NanoVibronix Announces Selection of Leading International Contract Manufacturer to Support Rapid Scale-up, Lower Price Points and Enhance Profitability

ELMSFORD, N.Y., Dec. 11, 2018 (GLOBE NEWSWIRE) -- NanoVibronix, Inc, (NASDAQ: NAOV), a medical device company utilizing the Company's proprietary and patented low intensity surface acoustic wave (SAW) technology, today announced it has appointed Quasar as its contract manufacturer for the PainShield^®, UroShield^®, WoundShield^® as well as other devices.

Quasar () is a medical device manufacturer with over 30 years of experience, serving major brands worldwide, with complex catheters, disposables, and FDA regulated assemblies. Quasar delivers a full lifecycle array of engineering services, including design-to-cost, jigs and tool design, as well as unique production process-design services that allow for the highest levels of efficiency and productivity. Quasar is ISO9001 and ISO13485 certified, as well as FDA registered.
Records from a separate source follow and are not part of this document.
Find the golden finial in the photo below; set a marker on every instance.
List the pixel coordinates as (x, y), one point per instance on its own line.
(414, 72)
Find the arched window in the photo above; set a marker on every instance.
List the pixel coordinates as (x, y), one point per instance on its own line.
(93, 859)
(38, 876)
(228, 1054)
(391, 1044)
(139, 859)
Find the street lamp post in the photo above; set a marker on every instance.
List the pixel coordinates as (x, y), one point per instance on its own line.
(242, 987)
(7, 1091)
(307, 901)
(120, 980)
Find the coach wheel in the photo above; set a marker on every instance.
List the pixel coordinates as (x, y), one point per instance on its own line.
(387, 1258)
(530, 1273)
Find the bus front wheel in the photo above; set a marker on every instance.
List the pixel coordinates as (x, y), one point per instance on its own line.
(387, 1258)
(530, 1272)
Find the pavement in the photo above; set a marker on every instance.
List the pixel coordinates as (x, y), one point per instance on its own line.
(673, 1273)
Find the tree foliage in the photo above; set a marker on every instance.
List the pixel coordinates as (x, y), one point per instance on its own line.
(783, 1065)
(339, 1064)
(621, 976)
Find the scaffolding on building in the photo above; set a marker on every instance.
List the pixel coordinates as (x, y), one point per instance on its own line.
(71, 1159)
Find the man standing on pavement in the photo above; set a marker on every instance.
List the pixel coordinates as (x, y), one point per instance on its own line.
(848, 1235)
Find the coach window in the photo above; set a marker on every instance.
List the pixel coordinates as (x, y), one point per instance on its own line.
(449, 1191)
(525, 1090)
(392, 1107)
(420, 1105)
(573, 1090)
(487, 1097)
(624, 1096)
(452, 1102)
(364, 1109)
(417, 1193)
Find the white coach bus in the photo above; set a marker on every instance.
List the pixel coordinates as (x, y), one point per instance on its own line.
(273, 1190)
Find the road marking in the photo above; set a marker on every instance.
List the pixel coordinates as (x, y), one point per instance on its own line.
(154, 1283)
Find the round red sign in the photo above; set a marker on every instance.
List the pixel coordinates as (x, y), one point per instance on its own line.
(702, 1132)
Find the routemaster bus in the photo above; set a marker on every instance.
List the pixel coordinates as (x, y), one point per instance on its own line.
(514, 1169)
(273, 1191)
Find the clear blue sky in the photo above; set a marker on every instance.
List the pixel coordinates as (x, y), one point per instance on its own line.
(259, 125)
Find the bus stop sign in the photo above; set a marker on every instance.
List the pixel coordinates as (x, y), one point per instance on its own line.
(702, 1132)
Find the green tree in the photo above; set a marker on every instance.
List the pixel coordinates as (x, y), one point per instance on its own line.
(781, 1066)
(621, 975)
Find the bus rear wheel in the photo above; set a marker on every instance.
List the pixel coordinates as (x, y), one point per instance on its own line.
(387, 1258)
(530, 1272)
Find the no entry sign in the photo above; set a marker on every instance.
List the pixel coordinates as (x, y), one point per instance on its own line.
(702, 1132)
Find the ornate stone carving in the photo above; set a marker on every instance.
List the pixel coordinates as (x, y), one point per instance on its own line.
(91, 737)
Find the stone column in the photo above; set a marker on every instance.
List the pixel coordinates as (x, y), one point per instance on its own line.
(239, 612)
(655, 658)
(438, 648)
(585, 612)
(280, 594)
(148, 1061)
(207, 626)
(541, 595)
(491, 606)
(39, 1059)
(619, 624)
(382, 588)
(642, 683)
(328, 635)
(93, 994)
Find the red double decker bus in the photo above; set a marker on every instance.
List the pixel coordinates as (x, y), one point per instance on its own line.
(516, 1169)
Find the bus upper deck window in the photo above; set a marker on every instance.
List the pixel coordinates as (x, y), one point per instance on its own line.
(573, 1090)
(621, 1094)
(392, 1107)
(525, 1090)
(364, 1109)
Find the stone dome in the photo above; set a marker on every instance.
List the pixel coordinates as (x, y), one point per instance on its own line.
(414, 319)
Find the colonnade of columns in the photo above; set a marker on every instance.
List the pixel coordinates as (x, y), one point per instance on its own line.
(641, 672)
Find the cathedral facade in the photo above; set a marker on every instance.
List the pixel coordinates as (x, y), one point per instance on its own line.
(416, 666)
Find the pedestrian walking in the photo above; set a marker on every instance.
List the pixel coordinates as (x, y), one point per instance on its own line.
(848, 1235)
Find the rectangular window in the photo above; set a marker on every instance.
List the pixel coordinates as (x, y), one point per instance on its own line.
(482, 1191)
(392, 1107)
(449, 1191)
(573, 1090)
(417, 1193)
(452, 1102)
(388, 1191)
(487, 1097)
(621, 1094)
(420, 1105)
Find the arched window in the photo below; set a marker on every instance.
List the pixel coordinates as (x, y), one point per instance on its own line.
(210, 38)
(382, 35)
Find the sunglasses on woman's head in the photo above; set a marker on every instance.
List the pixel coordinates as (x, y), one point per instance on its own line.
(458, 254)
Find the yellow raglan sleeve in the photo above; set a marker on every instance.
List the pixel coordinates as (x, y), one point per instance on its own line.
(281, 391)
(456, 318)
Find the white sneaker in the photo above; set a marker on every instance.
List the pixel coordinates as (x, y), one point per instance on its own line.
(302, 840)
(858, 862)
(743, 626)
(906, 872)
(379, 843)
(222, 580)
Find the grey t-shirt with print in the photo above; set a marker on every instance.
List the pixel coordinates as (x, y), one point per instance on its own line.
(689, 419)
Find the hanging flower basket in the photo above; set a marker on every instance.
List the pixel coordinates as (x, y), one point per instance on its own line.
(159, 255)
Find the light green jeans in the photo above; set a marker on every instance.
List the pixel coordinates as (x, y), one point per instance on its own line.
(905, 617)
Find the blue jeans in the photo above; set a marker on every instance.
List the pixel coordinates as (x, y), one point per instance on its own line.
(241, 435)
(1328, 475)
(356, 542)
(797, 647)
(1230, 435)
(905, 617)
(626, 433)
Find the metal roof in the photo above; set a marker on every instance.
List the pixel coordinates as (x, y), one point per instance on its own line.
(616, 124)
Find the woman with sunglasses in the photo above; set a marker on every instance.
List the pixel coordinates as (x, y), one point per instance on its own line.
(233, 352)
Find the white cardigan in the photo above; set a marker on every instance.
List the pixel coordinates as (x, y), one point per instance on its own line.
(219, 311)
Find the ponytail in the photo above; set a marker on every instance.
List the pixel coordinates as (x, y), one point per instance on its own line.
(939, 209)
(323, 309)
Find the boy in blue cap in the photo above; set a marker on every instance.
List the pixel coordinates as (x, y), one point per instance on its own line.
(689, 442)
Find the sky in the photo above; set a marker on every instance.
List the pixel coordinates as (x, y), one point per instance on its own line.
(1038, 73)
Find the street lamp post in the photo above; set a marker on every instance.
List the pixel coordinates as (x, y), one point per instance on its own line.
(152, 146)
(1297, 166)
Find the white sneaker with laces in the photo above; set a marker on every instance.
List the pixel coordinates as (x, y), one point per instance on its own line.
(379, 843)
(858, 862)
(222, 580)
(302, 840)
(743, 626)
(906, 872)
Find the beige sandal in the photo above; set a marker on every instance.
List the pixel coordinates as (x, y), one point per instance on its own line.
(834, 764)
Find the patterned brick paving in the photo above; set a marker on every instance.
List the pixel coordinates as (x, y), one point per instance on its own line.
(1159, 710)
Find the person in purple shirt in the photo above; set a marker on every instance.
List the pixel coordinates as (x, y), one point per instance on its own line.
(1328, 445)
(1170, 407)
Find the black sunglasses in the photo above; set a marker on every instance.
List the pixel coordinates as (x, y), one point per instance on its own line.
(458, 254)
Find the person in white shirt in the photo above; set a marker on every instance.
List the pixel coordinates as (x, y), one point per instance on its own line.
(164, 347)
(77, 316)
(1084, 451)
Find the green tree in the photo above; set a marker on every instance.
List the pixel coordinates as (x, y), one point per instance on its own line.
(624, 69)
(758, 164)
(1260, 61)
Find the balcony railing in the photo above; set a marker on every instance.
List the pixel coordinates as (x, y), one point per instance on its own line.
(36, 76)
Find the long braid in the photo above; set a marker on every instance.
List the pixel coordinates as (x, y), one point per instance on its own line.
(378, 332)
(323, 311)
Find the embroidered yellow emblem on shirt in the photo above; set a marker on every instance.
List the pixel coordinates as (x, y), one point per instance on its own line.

Brian Murphy, Chief Executive Officer of NanoVibronix, commented, "We are delighted to announce the timely selection of Quasar as we begin our commercial ramp-up.  Quasar brings decades of medical device manufacturing experience in China with on-site western ownership and management.  Their turnkey solutions include supply chain management, production and quality engineering, manufacturing, testing and logistics. They have a demonstrated track record working with leading medical device companies and the ability to ensure high quality, high volume production to support our aggressive growth plans. By outsourcing manufacturing, we expect to generate meaningful cost savings, which should allow us to lower our selling price, increase production to meet revenue expectations, open additional markets, and improve profitability.”

About NanoVibronix 

NanoVibronix Inc. (NASDAQ: ) is a medical device company headquartered in Elmsford, New York with research and development in Nesher, Israel, that is focused on developing medical devices utilizing its proprietary and patented low intensity surface acoustic wave technology. The company's technology allows for the creation of low-frequency ultrasound waves that can be utilized for a variety of medical applications, including the disruption of biofilms and bacteria colonization, as well as providing pain relief. The devices can be administered at home, without the assistance of medical professionals. The company's primary products include PainShield, UroShield and WoundShield. Additional information about the company is available at: .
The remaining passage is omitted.